En 2004 divisamos la estrella de Ziggy desde el Parque de las Islas Atlánticas, tras el anuncio del previsto doblete de David Bowie en el norte peninsular, en el marco de su gira mundial ‘Reality Tour’, la primera de este calibre que organizaba desde 1995. Por un lado, una actuación prevista en Bilbao para el 14 de julio, que suponía la primera incursión del británico en territorio euskaldun; y dos días después, en Santiago de Compostela, una esperada cita que se incluía en el cartel musical de los conciertos del Nuevo Milenio, con motivo del Xacobeo.

Lamentablemente, no pudo ser. De repente, celtas y autrigones perdimos de vista la constelación. La baja de Bowie por sus problemas de salud provocó la desilusión de dos pueblos hermanos que esperábamos nuestra oportunidad de verlo en directo, aunque yo había tenido la suerte de asistir al concierto ofrecido en Madrid en la sala Aqualung siete años antes, en julio de 1997, en medio de un calor implacable que casi nos convierte en quesos flameados en medio una noche interminable y poblada de gatos silvestres.
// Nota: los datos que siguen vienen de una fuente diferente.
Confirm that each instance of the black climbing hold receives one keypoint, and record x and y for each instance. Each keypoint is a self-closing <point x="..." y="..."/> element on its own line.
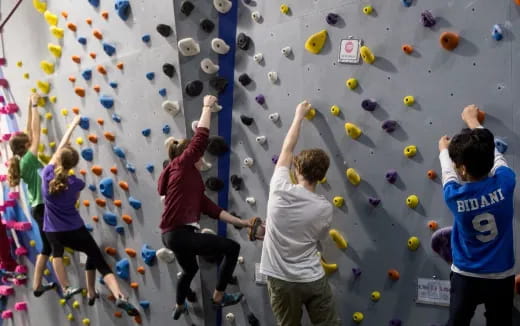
<point x="194" y="88"/>
<point x="187" y="7"/>
<point x="207" y="25"/>
<point x="218" y="83"/>
<point x="164" y="30"/>
<point x="243" y="41"/>
<point x="217" y="146"/>
<point x="244" y="79"/>
<point x="246" y="120"/>
<point x="214" y="183"/>
<point x="236" y="182"/>
<point x="169" y="69"/>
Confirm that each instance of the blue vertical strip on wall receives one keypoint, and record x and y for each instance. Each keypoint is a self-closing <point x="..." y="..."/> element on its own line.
<point x="227" y="27"/>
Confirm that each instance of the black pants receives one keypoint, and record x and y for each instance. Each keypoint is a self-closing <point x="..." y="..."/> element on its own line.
<point x="79" y="240"/>
<point x="187" y="244"/>
<point x="468" y="292"/>
<point x="37" y="213"/>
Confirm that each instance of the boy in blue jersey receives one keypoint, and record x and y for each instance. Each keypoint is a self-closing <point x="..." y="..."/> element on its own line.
<point x="482" y="237"/>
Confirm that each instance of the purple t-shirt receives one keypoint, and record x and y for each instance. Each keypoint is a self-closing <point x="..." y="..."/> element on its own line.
<point x="60" y="209"/>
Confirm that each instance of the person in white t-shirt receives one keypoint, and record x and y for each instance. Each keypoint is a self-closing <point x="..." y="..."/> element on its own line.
<point x="297" y="219"/>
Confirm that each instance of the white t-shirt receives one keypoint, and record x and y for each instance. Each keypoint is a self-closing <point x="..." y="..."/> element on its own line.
<point x="296" y="220"/>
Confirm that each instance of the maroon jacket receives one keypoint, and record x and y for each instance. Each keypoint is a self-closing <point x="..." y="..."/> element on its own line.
<point x="183" y="187"/>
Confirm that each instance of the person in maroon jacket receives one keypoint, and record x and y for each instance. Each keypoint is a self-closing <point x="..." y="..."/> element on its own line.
<point x="181" y="184"/>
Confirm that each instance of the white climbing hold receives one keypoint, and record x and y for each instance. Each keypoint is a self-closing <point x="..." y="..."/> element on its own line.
<point x="219" y="46"/>
<point x="222" y="6"/>
<point x="188" y="47"/>
<point x="208" y="66"/>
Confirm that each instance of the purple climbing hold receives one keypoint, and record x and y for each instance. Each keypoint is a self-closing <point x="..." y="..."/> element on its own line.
<point x="427" y="19"/>
<point x="260" y="99"/>
<point x="389" y="125"/>
<point x="391" y="176"/>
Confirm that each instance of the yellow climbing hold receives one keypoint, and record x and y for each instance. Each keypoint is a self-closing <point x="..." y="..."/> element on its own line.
<point x="315" y="42"/>
<point x="366" y="54"/>
<point x="51" y="18"/>
<point x="57" y="32"/>
<point x="40" y="6"/>
<point x="352" y="130"/>
<point x="338" y="239"/>
<point x="47" y="67"/>
<point x="353" y="176"/>
<point x="55" y="50"/>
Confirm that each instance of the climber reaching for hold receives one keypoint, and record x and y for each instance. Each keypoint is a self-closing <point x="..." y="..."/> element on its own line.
<point x="25" y="166"/>
<point x="181" y="184"/>
<point x="65" y="227"/>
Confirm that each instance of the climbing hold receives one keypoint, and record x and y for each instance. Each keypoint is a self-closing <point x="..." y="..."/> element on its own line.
<point x="410" y="151"/>
<point x="222" y="6"/>
<point x="367" y="55"/>
<point x="449" y="40"/>
<point x="369" y="104"/>
<point x="352" y="130"/>
<point x="367" y="10"/>
<point x="243" y="41"/>
<point x="123" y="9"/>
<point x="315" y="42"/>
<point x="219" y="46"/>
<point x="412" y="201"/>
<point x="427" y="19"/>
<point x="409" y="100"/>
<point x="353" y="176"/>
<point x="123" y="269"/>
<point x="110" y="218"/>
<point x="351" y="83"/>
<point x="338" y="201"/>
<point x="413" y="243"/>
<point x="407" y="48"/>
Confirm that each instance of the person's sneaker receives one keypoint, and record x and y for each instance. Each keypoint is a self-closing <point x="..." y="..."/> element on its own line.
<point x="228" y="299"/>
<point x="179" y="310"/>
<point x="70" y="292"/>
<point x="123" y="303"/>
<point x="44" y="288"/>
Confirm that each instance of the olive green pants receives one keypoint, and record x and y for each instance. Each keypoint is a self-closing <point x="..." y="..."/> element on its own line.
<point x="287" y="299"/>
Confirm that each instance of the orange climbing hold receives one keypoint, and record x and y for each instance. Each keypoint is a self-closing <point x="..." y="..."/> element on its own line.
<point x="97" y="170"/>
<point x="80" y="91"/>
<point x="127" y="219"/>
<point x="109" y="136"/>
<point x="123" y="185"/>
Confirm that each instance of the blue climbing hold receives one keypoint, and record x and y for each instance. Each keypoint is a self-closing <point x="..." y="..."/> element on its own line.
<point x="136" y="204"/>
<point x="148" y="255"/>
<point x="123" y="269"/>
<point x="84" y="123"/>
<point x="166" y="129"/>
<point x="122" y="8"/>
<point x="106" y="101"/>
<point x="106" y="187"/>
<point x="109" y="49"/>
<point x="119" y="151"/>
<point x="110" y="218"/>
<point x="87" y="154"/>
<point x="116" y="117"/>
<point x="87" y="74"/>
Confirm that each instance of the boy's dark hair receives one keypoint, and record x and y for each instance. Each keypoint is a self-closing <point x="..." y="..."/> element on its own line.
<point x="475" y="149"/>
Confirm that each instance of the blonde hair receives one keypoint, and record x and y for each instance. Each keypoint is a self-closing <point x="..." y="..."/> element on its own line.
<point x="67" y="159"/>
<point x="18" y="145"/>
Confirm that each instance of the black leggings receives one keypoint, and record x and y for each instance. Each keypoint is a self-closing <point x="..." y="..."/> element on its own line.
<point x="187" y="244"/>
<point x="37" y="213"/>
<point x="79" y="240"/>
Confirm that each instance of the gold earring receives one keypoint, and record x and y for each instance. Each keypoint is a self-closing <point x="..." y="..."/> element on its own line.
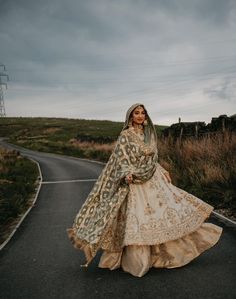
<point x="130" y="122"/>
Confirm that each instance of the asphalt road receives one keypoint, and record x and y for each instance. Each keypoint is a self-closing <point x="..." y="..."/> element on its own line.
<point x="40" y="262"/>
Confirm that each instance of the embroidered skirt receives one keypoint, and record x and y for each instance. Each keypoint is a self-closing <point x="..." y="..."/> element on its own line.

En el caso de Compostela, la organización anunció la sustitución de Bowie por su colega Lou Reed, viejos amigos de canciones y travesuras desde los tiempos de la Factory de Andy Warhol. Se conocieron en 1971 y, al año siguiente, Ziggy Stardust fue el productor de Transformer, un álbum de glam rock que incluía éxitos como Walk On the Wild Side o Perfect Day. Con este último, el de New York cerró aquel concierto en el Monte do Gozo.

Fue la primera vez que vi a Lou Reed en directo. Y reconozco que me impactó. No por su sintonía con el público, que era escasa debido a su personalidad taciturna y colérica, sino por tener la oportunidad de escuchar el sonido vibrante de su guitarra en algunas composiciones (Sweet Jane, Guardian Angel, Dirty Boulevard…). Para nosotros fue siempre un poeta urbano, un músico “de culto”, ajeno en buena parte a las listas de éxitos y al marketing de las grandes multinacionales discográficas. Esa noche, inmerso en las melodías del compositor de Long Island, me acordé de aquella fotografía del hotel Dorchester de Londres, que tenía colgada en una de las paredes de mi habitación en Madrid. En ella aparecían los dos amigos -Bowie y Reed- abrazados a Iggy Pop, en el centro, con el pelo plateado y una camiseta de T. Rex, como fiel admirador de Marc Bolan. El autor de la icónica imagen es Mick Rock, conocido popularmente como “el hombre que fotografió a los años 1970”. Tres héroes del Rock, reunidos en una ocasión especial que supuso un gran impulso comercial para Lou y también para La Iguana, pues cosecharon grandes éxitos en los años posteriores gracias a la producción e influencia musical de David Bowie.

A mediados de esa década, mientras Lou Reed trataba de desengancharse de la heroína en una clínica de Brooklyn, Iggy y Bowie se trasladaron a Berlín para escapar de sus respectivas adicciones a varias drogas. Allí compartieron un piso de siete habitaciones, situado sobre un taller mecánico, se reinventaron y del encierro voluntario surgieron nuevos proyectos. Los caminos de los tres amigos siguieron cruzándose hasta la muerte de Lou Reed, en octubre de 2013, por una grave dolencia hepática, a la edad de 71 años. David Bowie falleció en enero de 2016, tras un devastador cáncer de hígado, dos días después de su 69 cumpleaños y la publicación de Blackstar, su último álbum. Contra todo pronóstico, Iggy Pop sobrevive tomando el sol en Miami y bebiendo vino tinto por las noches. Con 73 años, se autodefine como “el último dinosaurio blanco”.